Rulka Electricals is chasing ₹50-70 cr orders. Last year it did ₹15-20 cr jobs.
The MEP contractor slashed debt 45% and turned cash flow positive, but the big-order pivot needs a bigger balance sheet.
What's new
- FY25 revenue rose 38% to ₹110 cr, PAT grew 46% to ₹3.29 cr.
- Operating cash flow swung to positive ₹6.12 cr from negative ₹15.04 cr in FY24.
- Order book hit ₹144 cr at year-end, highest in company history.
- New ₹90+ cr fundraise approved to back larger project bids.
Themes from the call
Scale
Management is actively pivoting from ₹15-20 crore projects to ₹50-70 crore orders, a three-fold increase in target ticket size.
Margins
Exit from civil works removed a historical drag, but management deflected questions on a specific EBITDA margin target for FY26.
Capital allocation
A ₹90+ cr fundraise is earmarked for working capital and bank guarantees needed for large-ticket contracts.
Guidance watch
- Management guided for 30-36% revenue growth in FY26, continuing the FY25 trend.
- No specific EBITDA margin target was committed to for FY26, despite confidence in margin restoration.
Risk flags
- The ₹90+ cr fundraise to execute larger orders is shareholder-approved but not yet closed, creating execution dependency on capital.
- Near-term margin pressure from fuel costs and West Asia supply chain disruption expected to persist for three quarters.
Key quotes
-
"We are planning to get orders or having approaching very aggressively to the orders of size 50 crores, 70 crores each."
— Rulka management -
"Our debt has come down to 4.80 crore. Debt-to-equity has improved to 0.13x from 0.26x."
— Rulka management
The brief
Rulka Electricals delivered a clean FY25. Revenue grew 38% to ₹110 crore, cash flow turned positive for the first time in years, and debt fell 45% to ₹4.80 crore. The numbers validate a disciplined exit from low-margin civil works and a tighter focus on core MEP contracting. Now the company wants to get much bigger, much faster.

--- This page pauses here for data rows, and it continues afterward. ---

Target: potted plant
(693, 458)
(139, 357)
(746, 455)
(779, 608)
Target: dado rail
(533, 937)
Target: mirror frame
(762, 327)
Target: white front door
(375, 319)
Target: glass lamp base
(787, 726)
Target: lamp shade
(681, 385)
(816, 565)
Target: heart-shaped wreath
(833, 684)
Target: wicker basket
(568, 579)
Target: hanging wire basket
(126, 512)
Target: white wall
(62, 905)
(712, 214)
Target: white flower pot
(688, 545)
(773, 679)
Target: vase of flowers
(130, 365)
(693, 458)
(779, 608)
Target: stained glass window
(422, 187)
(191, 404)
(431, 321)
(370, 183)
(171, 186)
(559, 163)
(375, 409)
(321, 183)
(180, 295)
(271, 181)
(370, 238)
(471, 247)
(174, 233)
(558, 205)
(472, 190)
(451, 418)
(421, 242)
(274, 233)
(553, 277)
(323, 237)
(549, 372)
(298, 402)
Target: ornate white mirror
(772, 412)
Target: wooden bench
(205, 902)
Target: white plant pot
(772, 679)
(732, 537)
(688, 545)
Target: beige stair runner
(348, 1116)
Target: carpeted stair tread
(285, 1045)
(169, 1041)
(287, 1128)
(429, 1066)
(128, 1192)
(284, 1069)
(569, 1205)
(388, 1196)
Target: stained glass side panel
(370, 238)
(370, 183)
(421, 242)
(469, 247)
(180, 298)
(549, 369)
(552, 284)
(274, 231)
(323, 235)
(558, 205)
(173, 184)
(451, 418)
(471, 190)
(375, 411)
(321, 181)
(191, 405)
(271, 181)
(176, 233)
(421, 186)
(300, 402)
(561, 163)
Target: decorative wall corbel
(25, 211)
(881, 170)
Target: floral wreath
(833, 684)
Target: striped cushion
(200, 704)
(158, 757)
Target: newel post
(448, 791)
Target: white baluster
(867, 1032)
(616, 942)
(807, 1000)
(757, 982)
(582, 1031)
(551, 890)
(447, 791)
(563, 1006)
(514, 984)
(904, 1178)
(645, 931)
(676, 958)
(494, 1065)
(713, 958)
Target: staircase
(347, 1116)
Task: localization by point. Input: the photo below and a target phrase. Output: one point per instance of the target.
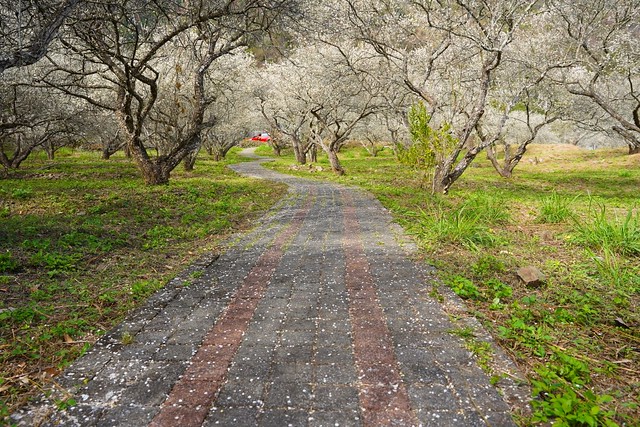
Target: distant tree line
(439, 82)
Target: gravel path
(317, 317)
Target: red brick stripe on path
(193, 395)
(383, 397)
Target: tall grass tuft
(465, 224)
(554, 209)
(620, 235)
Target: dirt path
(317, 317)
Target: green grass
(83, 241)
(574, 215)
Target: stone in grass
(531, 276)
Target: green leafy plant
(21, 193)
(555, 209)
(464, 287)
(145, 288)
(429, 145)
(7, 263)
(487, 266)
(620, 235)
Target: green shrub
(7, 263)
(621, 235)
(464, 287)
(554, 209)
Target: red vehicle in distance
(262, 137)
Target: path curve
(316, 317)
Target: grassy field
(569, 212)
(83, 241)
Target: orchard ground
(83, 242)
(570, 212)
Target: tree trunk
(301, 158)
(51, 152)
(189, 160)
(313, 153)
(335, 162)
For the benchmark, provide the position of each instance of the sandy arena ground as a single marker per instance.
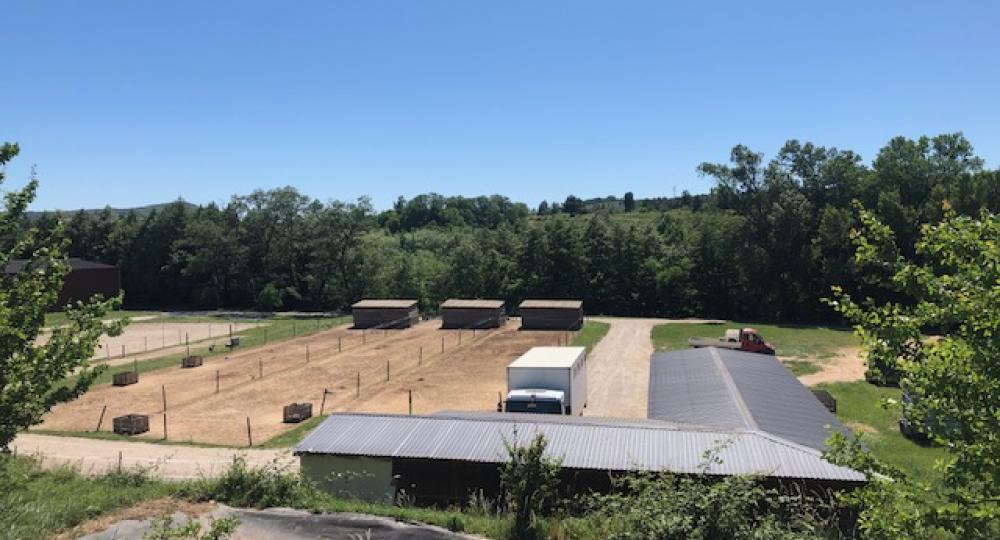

The strategic pivot is the headline move. Management is actively chasing orders in the ₹50-70 crore range, a three-fold jump from the ₹15-20 crore jobs that defined its past. This requires a bigger balance sheet. The ₹90-plus crore fundraise, already approved by shareholders, is meant to provide the working capital and bank guarantees for these large-ticket projects. It’s a classic growth-versus-discipline test. The balance sheet that just got healthy is about to be leveraged for scale.
The opportunity is real. The company enters FY26 with a ₹144 crore order book, its highest ever, and three new verticals: EHV power transmission, solar EPC, and airport infrastructure. These are structurally larger projects with potentially better margins. The risk is execution. Larger projects mean longer payment cycles and bigger working-capital commitments. The company’s improved cash conversion cycle (97 days, down from 143) will be tested.
Management's confidence is clear, but its specifics are not. The 30-36% revenue growth guide for FY26 is held out, but the EBITDA margin target was dodged. For a company three-quarters through a margin recovery story, the refusal to put a number on it is a signal. The fuel cost and supply chain headwinds are acknowledged, but the three-quarter normalization timeline feels hopeful.
Rulka's balance sheet is finally clean. The next chapter is about whether it can stay that way while chasing jobs five times larger.